Op-Ed Cites Population Boom in Utah as Cause of Drought

Published on August 6th, 2022

Back in June, we blogged about an extensive report published in the New York Times that called the Utah drought an “environmental nuclear bomb” for the Wasatch Front region.

In our blog, we wrote that the Great Salt Lake had already shrunk by two thirds and was continuing to rapidly diminish its water supply.

As a result it was causing entire ecosystems to die, destroying businesses, and was even turning the air poisonous.

That’s quite a combination of disastrous events. The Times report directly mentioned that the overpopulation of the region is a root cause of this catastrophe.

It looks like others in the region are taking notice.

A new op-ed published in the Desert News cited the population boom in Utah as a root cause of the massive environmental problems the region is experiencing.

As Utah’s population grows and climate continues to change, more dependence is put on our many ecosystem services. As demand increases, so does the need for clean and reliable water supplies. In Utah, population growth is booming, making it vitally important to work together to stretch the water supply.

The op-ed was authored by Rachel Shilton, who works as a manager at the Utah Division of Water Resources. Her bio stated she is a professional engineer with decades of experience in environmental management.

Shilton took a balanced approach and stuck to the facts about what’s happening in Utah with respect to the environment. She believes that better land management and an emphasis on the active preservation of watersheds can help mitigate the effects of this situation.

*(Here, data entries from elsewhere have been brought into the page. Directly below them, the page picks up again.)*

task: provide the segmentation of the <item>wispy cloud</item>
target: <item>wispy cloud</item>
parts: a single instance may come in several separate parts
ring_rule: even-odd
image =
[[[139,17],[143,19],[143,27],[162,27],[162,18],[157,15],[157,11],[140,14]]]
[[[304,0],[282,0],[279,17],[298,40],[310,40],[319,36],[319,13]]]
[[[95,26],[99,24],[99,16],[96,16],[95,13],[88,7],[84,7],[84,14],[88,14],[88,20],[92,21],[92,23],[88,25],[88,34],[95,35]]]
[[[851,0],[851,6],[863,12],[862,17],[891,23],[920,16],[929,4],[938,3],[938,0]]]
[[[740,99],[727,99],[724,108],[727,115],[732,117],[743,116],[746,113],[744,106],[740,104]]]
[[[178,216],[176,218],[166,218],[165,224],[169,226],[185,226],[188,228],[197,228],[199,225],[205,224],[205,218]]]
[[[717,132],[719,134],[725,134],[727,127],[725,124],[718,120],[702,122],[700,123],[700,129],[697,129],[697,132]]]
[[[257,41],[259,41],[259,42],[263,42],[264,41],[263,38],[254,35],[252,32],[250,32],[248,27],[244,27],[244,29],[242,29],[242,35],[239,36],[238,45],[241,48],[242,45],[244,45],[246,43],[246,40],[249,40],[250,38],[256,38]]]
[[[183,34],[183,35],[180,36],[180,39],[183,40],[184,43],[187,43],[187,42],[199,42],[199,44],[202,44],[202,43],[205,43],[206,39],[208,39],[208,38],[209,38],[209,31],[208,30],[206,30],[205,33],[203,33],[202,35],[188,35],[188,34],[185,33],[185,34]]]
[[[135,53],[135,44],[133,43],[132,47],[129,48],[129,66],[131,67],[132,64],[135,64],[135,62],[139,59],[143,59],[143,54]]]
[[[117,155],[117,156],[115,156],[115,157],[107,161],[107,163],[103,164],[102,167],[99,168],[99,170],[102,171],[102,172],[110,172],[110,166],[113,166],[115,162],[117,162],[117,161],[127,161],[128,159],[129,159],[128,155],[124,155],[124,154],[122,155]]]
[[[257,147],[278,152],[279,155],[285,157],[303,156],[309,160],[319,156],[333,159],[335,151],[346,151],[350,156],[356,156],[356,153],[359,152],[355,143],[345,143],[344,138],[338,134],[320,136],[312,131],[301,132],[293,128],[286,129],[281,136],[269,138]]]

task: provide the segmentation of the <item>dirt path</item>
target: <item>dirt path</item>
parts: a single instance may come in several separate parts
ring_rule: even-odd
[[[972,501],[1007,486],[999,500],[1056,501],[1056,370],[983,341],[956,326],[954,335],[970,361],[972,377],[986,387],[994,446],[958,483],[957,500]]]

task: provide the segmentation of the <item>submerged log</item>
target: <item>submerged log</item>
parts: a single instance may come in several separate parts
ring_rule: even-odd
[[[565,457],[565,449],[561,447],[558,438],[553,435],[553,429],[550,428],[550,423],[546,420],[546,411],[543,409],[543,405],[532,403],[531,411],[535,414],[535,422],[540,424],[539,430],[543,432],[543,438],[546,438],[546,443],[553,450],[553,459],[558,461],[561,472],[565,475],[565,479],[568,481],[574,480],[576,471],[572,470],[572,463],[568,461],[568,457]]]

As individuals, we need to make sure we’re conserving water in our homes and yards, and as a community we need to support active land management of our public lands and watersheds. Actively managing our public lands will provide greater value to everyone who benefits from their existence now and into the future.

It’s nice to see people taking notice of the problem and outlining practical solutions.

With that said, there’s no getting around the fact that overpopulation is the root cause of this problem.

Without addressing that issue, the Wasatch Front region may be doomed to a similar fate as Owens Lake in California.